Appellant complains of the action of the trial court in permitting appellee to read in evidence certain portions of a pleading which appellant, through its authorized attorney, filed in the case of Liles Jackson against appellant in June, 1925, in the county court of Limestone county. The pleading was an application, signed and sworn to by the attorney for appellant, seeking to remove the Jackson Case to the federal court. It appears that the Jackson suit was for damages which he claimed had been occasioned to him similar to the damages which appellee claims in this case. The portion of the pleadings which appellee offered that had been filed in the Jackson Case, in substance, stated that appellee was the owner of and operating a number of wells on the watershed of Jack's creek and Navasota river, and that a portion of the salt water and crude petroleum and other sediments from said wells necessarily at all times flowed into the waters draining into said creek and river. There is no controversy but that the evidence, if admissible, was material. It seems to be the well-established rule in Texas that abandoned pleadings in the same suit by any of the parties are admissible in the same suit as admissions against interests. Austin v. Jackson Trust Savings Bank, 59 Tex. Civ. App. 155, 125 S.W. 936; Warburton v. Wilkinson (Tex.Civ.App.) 182 S.W. 711; First Nat. Bank of Hereford v. Hogan (Tex.Civ.App.) 185 S.W. 880; Wilkins v. Clawson, 50 Tex. Civ. App. 82, 110 S.W. 103; Behrens Lumber Co. v. Lager, 26 S.D. 160, 128 N.W. 698, Ann.Cas. 1913A, page 1132, notes; Pope v. Allis, 115 U.S. 363, 6 S.Ct. 69, 29 L.Ed. 393; Board of Commissioners v. Diebold Safe Lock Co., 133 U.S. 473, 10 S.Ct. 399, 33 L.Ed. 674; 22 C.J. 332. The general rule with reference to the admission of pleadings filed in one case when offered in a different case is stated in 22 C.J. p. 333, as follows:

"It is well established that an admission contained in a pleading in one action may be received in evidence against the pleader on the trial of another action; the rule in this respect being the same whether the actions are both at law, both in equity, or one in equity and the other at law. It is not essential that both actions should be in the same court, but admissions made in the pleadings filed in a federal are competent in a state court, and vice versa. Nor is a pleading filed in another action rendered inadmissible by the fact that such action was brought in a state other than that in which it is sought to use the pleadings as evidence."

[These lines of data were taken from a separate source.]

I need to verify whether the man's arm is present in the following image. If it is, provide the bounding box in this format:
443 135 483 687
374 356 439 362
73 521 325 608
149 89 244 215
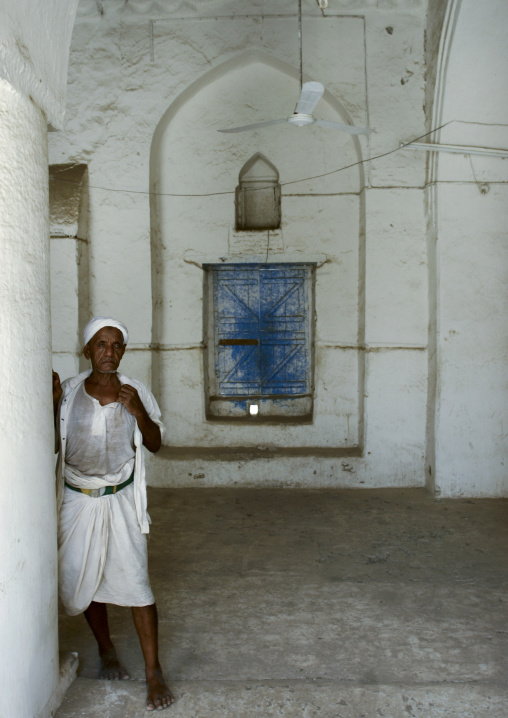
118 384 161 454
53 371 63 427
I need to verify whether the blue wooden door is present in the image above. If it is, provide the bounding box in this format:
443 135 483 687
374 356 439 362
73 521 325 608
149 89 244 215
213 265 310 397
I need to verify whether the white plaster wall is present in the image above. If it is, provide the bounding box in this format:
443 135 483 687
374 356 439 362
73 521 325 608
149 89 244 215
0 0 78 127
0 80 59 718
431 0 508 496
50 0 428 486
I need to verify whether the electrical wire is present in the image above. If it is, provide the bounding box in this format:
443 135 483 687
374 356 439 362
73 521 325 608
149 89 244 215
50 120 455 197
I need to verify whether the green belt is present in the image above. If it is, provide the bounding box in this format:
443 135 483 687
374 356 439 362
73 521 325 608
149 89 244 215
65 471 134 499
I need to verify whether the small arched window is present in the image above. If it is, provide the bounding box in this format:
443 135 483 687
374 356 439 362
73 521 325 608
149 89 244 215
235 152 280 230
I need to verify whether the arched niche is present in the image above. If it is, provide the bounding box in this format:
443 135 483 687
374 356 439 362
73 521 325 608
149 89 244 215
150 52 364 446
235 152 281 230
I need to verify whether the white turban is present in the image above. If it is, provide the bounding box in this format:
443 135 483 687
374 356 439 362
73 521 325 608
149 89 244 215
83 317 129 345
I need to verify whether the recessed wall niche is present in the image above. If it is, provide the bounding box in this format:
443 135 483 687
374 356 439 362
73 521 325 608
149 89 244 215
235 152 281 230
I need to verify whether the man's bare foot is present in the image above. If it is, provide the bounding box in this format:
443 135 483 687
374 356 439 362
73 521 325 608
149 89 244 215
146 669 175 711
99 648 130 681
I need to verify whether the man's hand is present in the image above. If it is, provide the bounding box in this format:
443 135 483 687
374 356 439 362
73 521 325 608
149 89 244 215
117 384 161 453
53 371 63 406
118 384 146 419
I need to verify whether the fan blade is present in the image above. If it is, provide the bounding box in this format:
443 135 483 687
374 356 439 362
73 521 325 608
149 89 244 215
295 82 325 115
217 118 287 132
314 120 372 135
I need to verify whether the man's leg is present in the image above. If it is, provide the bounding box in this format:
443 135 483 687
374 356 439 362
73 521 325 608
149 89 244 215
132 603 175 711
85 601 129 681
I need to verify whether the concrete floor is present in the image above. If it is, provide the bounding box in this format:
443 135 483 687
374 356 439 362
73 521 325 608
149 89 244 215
57 489 508 718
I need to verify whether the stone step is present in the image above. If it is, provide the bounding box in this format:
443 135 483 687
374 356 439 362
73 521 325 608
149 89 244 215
55 678 508 718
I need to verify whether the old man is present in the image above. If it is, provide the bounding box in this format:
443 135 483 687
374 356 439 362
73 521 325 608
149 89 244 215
53 317 174 710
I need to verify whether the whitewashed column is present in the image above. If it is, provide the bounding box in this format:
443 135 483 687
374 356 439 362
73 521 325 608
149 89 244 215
0 79 59 718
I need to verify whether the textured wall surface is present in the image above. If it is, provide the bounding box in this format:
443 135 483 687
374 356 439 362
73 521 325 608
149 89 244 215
50 1 428 486
0 0 78 127
424 0 508 496
45 0 506 495
0 80 59 718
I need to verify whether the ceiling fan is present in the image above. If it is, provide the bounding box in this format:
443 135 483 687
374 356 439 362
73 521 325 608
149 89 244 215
218 0 372 135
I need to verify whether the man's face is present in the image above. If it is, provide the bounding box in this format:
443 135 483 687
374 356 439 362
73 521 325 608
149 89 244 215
83 327 125 374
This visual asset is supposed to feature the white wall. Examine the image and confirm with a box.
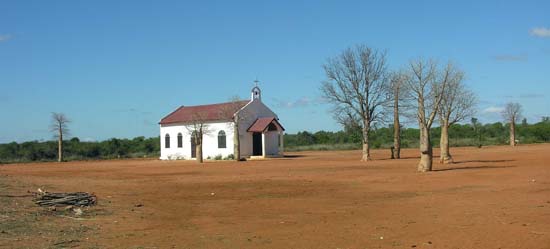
[160,94,279,160]
[160,122,234,160]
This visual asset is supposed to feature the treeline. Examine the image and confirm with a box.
[0,118,550,163]
[0,137,160,163]
[284,119,550,151]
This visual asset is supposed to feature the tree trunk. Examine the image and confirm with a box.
[361,120,371,161]
[510,120,516,146]
[439,121,453,163]
[418,127,433,172]
[196,141,203,163]
[392,96,401,159]
[233,121,241,161]
[57,126,63,162]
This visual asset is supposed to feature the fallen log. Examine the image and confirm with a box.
[33,189,97,207]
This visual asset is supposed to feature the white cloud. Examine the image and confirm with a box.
[273,97,326,108]
[493,54,527,61]
[483,106,504,113]
[529,27,550,37]
[0,34,13,42]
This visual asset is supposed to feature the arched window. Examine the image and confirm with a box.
[178,133,183,148]
[164,133,170,149]
[218,131,227,148]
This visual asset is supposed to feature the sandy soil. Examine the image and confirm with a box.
[0,144,550,248]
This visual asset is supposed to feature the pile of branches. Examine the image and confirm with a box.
[33,189,97,207]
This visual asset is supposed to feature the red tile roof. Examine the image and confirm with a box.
[247,117,285,132]
[159,100,250,124]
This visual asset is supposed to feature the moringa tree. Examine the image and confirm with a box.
[406,59,454,172]
[439,68,476,163]
[50,112,71,162]
[185,112,210,163]
[502,102,521,146]
[321,45,389,161]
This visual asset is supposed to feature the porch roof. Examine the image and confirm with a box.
[247,117,285,132]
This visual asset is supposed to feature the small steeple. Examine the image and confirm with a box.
[250,79,262,101]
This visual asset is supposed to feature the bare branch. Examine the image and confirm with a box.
[321,45,389,160]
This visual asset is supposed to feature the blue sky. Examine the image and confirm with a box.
[0,1,550,143]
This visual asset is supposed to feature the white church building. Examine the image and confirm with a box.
[159,86,284,160]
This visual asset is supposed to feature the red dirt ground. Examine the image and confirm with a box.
[0,144,550,248]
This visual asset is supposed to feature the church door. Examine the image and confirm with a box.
[191,133,197,158]
[252,132,263,156]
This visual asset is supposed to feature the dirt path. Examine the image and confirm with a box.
[0,144,550,248]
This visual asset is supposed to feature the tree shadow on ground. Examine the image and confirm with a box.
[433,165,516,171]
[380,156,422,161]
[284,155,305,158]
[453,160,515,164]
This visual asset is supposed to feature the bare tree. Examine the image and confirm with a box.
[220,96,247,161]
[406,59,453,172]
[439,68,476,163]
[388,72,407,159]
[185,113,210,163]
[321,45,389,161]
[502,102,521,146]
[50,112,71,162]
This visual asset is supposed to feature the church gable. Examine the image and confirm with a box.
[160,101,249,125]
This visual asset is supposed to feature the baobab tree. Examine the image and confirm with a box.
[502,102,521,146]
[185,112,210,163]
[439,68,476,163]
[321,45,389,161]
[406,59,454,172]
[50,112,71,162]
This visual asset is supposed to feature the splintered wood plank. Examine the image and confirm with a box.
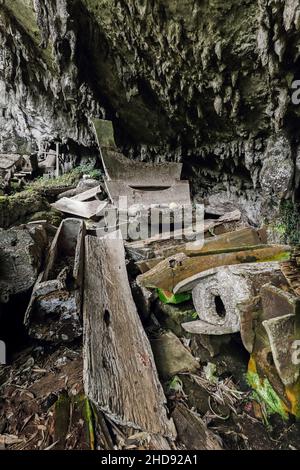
[84,236,176,438]
[184,227,266,256]
[125,211,241,261]
[263,314,300,386]
[137,245,290,293]
[105,180,191,207]
[51,197,107,219]
[135,228,266,273]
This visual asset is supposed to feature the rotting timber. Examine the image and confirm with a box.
[0,120,300,450]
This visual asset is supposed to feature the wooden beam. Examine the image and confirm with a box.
[84,236,176,438]
[137,245,290,293]
[105,180,191,207]
[51,197,107,219]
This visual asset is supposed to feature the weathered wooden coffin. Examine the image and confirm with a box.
[137,245,290,293]
[125,211,244,264]
[51,197,107,219]
[182,262,283,335]
[105,180,191,207]
[24,219,85,343]
[84,235,176,437]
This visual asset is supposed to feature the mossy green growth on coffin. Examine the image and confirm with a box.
[247,358,289,420]
[157,289,192,305]
[54,392,95,450]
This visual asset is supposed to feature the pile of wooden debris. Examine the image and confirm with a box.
[0,121,300,450]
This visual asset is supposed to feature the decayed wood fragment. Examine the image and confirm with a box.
[84,236,175,437]
[125,211,245,261]
[51,197,107,219]
[172,403,222,450]
[70,186,101,202]
[263,314,300,386]
[137,227,266,274]
[137,245,290,293]
[24,219,85,343]
[184,227,267,256]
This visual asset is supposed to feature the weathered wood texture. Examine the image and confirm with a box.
[137,245,290,293]
[184,227,267,256]
[84,236,175,437]
[172,403,222,450]
[125,212,244,261]
[105,180,191,207]
[135,225,266,274]
[24,219,85,342]
[71,186,101,202]
[182,261,283,335]
[51,197,107,219]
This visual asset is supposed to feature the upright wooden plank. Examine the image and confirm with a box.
[84,236,176,437]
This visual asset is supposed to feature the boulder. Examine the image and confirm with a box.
[0,225,48,303]
[151,331,199,379]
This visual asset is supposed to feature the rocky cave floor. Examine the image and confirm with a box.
[0,170,300,450]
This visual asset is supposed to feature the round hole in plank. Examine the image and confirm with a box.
[215,295,226,318]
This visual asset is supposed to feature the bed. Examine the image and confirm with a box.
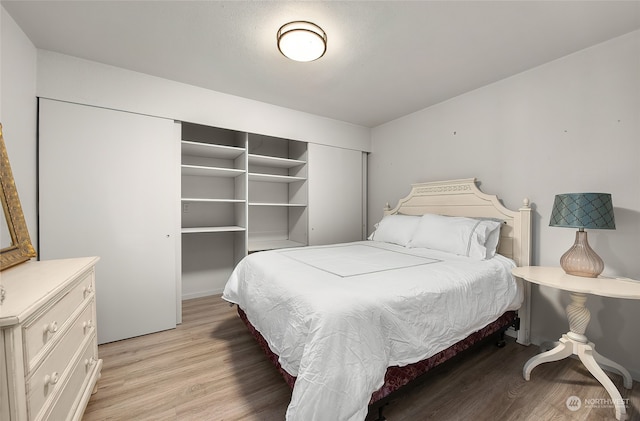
[223,179,531,421]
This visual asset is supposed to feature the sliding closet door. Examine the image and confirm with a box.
[39,99,179,343]
[308,143,366,246]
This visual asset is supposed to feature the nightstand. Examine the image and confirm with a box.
[512,266,640,420]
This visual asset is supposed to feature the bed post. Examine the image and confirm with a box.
[514,197,531,345]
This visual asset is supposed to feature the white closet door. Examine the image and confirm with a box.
[39,99,179,343]
[308,143,366,245]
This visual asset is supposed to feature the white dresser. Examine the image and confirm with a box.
[0,257,102,421]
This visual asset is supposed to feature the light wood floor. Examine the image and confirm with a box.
[83,296,640,421]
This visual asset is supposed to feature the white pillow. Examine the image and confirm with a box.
[369,215,420,247]
[409,214,500,260]
[484,219,503,259]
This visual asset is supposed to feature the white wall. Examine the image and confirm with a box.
[0,6,38,246]
[368,31,640,379]
[38,50,371,151]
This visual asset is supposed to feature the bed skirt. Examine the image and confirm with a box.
[238,306,517,405]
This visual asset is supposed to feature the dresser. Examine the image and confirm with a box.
[0,257,102,421]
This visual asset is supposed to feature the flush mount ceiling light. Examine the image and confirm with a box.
[278,20,327,61]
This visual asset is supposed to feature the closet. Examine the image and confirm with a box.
[38,98,366,343]
[38,99,180,343]
[180,122,308,299]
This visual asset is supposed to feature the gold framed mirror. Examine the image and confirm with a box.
[0,123,36,270]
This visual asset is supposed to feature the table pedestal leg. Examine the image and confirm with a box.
[522,293,633,421]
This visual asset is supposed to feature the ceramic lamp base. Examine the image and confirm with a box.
[560,230,604,278]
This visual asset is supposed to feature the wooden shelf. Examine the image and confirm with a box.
[249,173,306,183]
[182,225,246,234]
[181,140,245,159]
[249,154,306,168]
[182,165,245,178]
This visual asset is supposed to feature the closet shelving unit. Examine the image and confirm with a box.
[181,122,308,298]
[247,134,308,253]
[181,140,246,234]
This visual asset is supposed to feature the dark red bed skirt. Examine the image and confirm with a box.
[238,307,517,404]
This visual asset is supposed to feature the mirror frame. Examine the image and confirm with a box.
[0,123,36,270]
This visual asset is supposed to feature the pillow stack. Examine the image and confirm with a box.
[369,214,502,260]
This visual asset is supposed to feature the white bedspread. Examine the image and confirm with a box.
[223,241,523,421]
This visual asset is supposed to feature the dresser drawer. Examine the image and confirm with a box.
[38,336,102,421]
[27,299,95,420]
[24,270,94,373]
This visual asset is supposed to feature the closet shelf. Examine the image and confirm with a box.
[181,140,245,159]
[249,240,306,252]
[182,165,245,178]
[249,202,307,208]
[249,154,306,168]
[249,173,306,183]
[182,225,246,234]
[185,197,246,203]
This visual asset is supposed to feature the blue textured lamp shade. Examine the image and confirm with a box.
[549,193,616,278]
[549,193,616,229]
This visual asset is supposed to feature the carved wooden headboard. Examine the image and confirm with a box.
[384,178,531,344]
[384,178,531,266]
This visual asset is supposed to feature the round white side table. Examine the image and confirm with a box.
[512,266,640,421]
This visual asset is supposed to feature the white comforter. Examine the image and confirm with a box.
[223,241,523,421]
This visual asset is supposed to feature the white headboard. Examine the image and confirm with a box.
[384,178,531,345]
[384,178,531,266]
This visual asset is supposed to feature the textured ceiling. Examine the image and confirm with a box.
[2,1,640,127]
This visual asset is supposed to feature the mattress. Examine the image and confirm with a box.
[223,241,523,421]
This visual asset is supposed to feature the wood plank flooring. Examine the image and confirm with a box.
[83,296,640,421]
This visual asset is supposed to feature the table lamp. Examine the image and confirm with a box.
[549,193,616,278]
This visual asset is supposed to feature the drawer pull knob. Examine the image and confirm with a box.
[44,371,60,386]
[43,321,58,333]
[84,357,96,368]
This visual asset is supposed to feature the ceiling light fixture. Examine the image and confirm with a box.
[278,20,327,61]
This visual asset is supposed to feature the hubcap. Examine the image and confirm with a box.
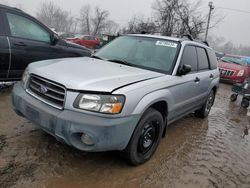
[137,120,159,154]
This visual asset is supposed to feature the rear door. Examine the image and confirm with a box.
[169,45,200,121]
[196,47,215,103]
[0,9,10,80]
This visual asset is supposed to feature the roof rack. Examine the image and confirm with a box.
[202,41,209,46]
[183,34,194,41]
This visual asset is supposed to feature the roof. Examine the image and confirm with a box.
[0,4,22,12]
[128,34,183,42]
[128,34,211,49]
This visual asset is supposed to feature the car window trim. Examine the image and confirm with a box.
[195,46,211,72]
[0,9,5,36]
[3,10,52,44]
[180,44,199,74]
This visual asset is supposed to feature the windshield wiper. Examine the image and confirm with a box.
[229,60,241,65]
[90,55,103,60]
[221,59,241,65]
[107,59,134,66]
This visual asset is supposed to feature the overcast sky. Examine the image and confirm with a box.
[0,0,250,45]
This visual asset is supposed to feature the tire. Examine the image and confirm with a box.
[195,90,215,118]
[230,93,238,102]
[123,108,164,166]
[241,98,249,108]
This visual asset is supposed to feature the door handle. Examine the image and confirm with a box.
[14,42,27,47]
[194,77,201,83]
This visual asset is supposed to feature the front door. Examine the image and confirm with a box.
[0,10,10,80]
[169,46,200,121]
[5,11,56,79]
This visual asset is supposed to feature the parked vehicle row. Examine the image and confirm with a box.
[12,35,219,165]
[219,55,250,83]
[0,5,91,81]
[66,35,102,49]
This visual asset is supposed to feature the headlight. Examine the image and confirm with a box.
[74,94,125,114]
[21,69,29,88]
[237,69,245,76]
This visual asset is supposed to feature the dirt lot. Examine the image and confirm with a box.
[0,85,250,188]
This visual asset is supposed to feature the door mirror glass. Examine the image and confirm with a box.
[51,33,59,45]
[6,13,50,43]
[178,64,192,76]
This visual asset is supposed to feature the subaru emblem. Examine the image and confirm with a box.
[40,85,48,94]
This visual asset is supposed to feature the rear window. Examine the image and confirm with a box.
[207,49,218,69]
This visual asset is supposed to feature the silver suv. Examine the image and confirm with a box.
[12,35,219,165]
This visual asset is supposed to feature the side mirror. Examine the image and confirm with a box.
[51,33,59,45]
[177,64,191,76]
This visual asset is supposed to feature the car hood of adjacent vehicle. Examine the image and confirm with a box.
[29,57,165,92]
[218,61,245,70]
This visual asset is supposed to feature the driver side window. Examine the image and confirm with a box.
[181,46,198,72]
[6,13,50,42]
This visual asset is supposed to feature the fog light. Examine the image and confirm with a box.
[81,133,94,146]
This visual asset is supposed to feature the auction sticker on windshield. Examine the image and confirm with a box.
[155,40,177,48]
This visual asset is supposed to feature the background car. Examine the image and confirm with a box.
[0,5,91,81]
[218,55,250,83]
[66,35,101,49]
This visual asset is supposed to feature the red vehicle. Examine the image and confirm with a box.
[218,55,250,83]
[66,35,101,49]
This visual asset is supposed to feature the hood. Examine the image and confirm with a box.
[218,61,245,70]
[29,57,164,92]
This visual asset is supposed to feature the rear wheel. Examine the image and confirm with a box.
[124,108,164,165]
[195,90,215,118]
[241,98,249,108]
[230,93,238,102]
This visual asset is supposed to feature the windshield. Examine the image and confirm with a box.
[221,56,247,65]
[95,36,179,74]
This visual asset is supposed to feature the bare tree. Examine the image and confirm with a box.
[153,0,211,38]
[92,7,109,36]
[36,2,74,32]
[79,4,91,35]
[102,20,119,35]
[153,0,181,36]
[121,16,157,34]
[79,4,119,36]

In support of the above proposition, authorities are cited thereunder from practically every state in the Union. In the case of First National Bank v. Hogan, 185 S.W. 880 (writ refused), it was held by the Court of Civil Appeals at Amarillo that a pleading filed by the bank in a suit in the federal court was admissible in the trial of a suit by a different party filed against said bank in the state court, as an admission against interest. The evidence in this case shows that the attorney who filed and swore to the pleadings in the Jackson Case was the attorney for appellant in said case, and was also one of the attorneys for appellant in this case, and, under the weight of authority, we think any portions of said pleadings that contained any admissions against appellant which were material to the issues in this case were admissible in evidence. 10 R.C.L. 1119; Greif Bro. v. Seligman (Tex.Civ.App.) 82 S.W. 533; Seligmann v. Greif Bro. (Tex.Civ.App.) 109 S.W. 214; P. N. T. Ry. Co. v. Blasengame, 42 Tex. Civ. App. 66, 93 S.W. 187; Pope v. Allis, 115 U.S. 363, 6 S.Ct. 69, 29 L.Ed. 393; Johnson v. Russell, 144 Mass. 409, 11 N.E. 670; Allen v. United States Fidelity Co., 269 Ill. 234, 109 N.E. 1035; Ayres v. Hartford Fire Ins. Co., 17 Iowa 176, 85 Am. Dec 553.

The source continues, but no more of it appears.